Trinta anos depois de ter aportado no Brasil, e agora em outra condição, retornou para a África. Percebeu que era tratada como “brasileira”. Foi até o Lagos. Retornou para o Brasil. Ao longo da narrativa revê-se sob prisma enriquecedor a história brasileira do século XIX. A Revolta dos Malês, ocorrida em 1835, com a participação também de escravos de religião muçulmana, é descrita com pormenores. Ao que consta, “malês” decorria de uma forma de se falar “imalê”, que em ioruba faz referência a “muçulmano”. O argumento central do livro, do ponto de vista da origem e da sustentação da narrativa, pode ser associado à participação de Luísa nesse importante movimento social que agitou a Bahia.

O título do livro, “Um defeito de cor”, decorre de prática burocrática comum do Brasil colonial. Negros interessados na obtenção de privilégios e de graças, do Estado ou do Clero, a exemplo de ordens sacerdotais, precisavam requerer dispensa de consideração de cor, como condição para fruição do favor. O requerente indicava, assim, um “defeito” em sua condição originária, cuja descaracterização era fundamental para a mobilidade social, nesse sentido negociada.

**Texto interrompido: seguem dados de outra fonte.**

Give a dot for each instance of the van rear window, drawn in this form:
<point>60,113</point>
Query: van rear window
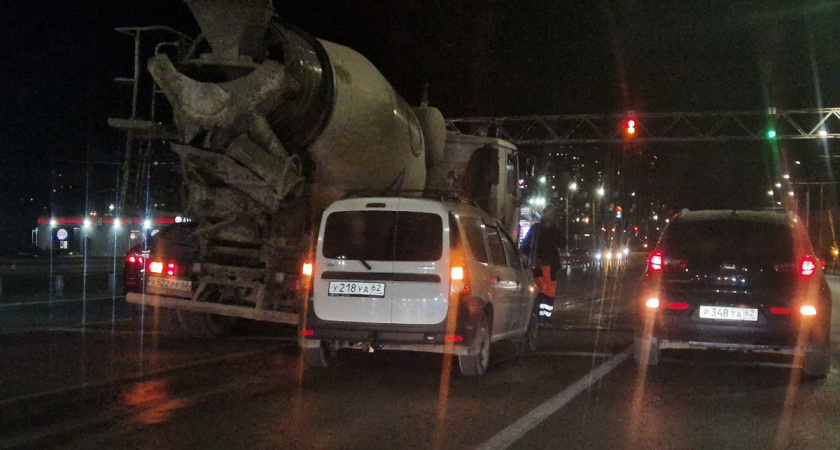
<point>383,236</point>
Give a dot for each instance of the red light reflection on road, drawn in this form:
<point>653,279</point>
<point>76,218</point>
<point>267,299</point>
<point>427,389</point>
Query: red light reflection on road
<point>152,400</point>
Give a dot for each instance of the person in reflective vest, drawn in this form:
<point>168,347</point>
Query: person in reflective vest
<point>543,244</point>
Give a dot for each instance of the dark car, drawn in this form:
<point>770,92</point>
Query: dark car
<point>735,280</point>
<point>174,244</point>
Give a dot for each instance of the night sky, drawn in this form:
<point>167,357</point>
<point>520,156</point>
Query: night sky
<point>488,58</point>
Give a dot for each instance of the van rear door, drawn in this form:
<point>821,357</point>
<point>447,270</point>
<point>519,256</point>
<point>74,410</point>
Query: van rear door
<point>382,265</point>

Se alguma classificação for possível pode-se pensar “Um defeito de cor” como uma autobiografia ficcional, com fortíssimos ingredientes de informação histórica. No prólogo do livro e em riquíssimas entrevistas e intervenções (há uma palestra de Ana Maria Gonçalves na Academia Brasileira de Letras disponível no youtube) a autora explica-nos a noção de “serendipidade”, enquanto motor explicativo do livro, do esforço, do estudo e da empreitada.

Com origem no inglês (serendipity) a expressão teria sido primeiramente usada por Horace Walpole, significando as descobertas que fazemos, inesperadamente, quando outras coisas buscamos. A autora conta que buscava um livro em uma livraria – estava em São Paulo – e que literalmente lhe caíra um livro de Jorge Amado, um roteiro sentimental das ruas de Salvador. Em uma passagem, o grande mestre de nossa literatura desafiava: “(…) não tenhas, moça, um minuto de indecisão. Atende ao chamado, e vem”.

Foi o que mudou a vida de Ana Maria Gonçalves, que logo em seguida estava em Itaparica, e depois em Salvador. Vários anos de pesquisas e de sucessivas redações. O livro ganhou prêmios, inclusive o prestigiadíssimo Casa de las Américas. A autora é engajada, militante, tem posições firmes. Temos muito que aprender com seu livro: técnica literária, estruturas narrativas, composição de personagens, História do Brasil e da África e, principalmente, uma nova forma de nos compreendermos.


[1] Devo a recomendação a Renata Fernandes Barroso, colega na Procuradoria-Geral da Fazenda Nacional em Brasília, leitora compulsiva.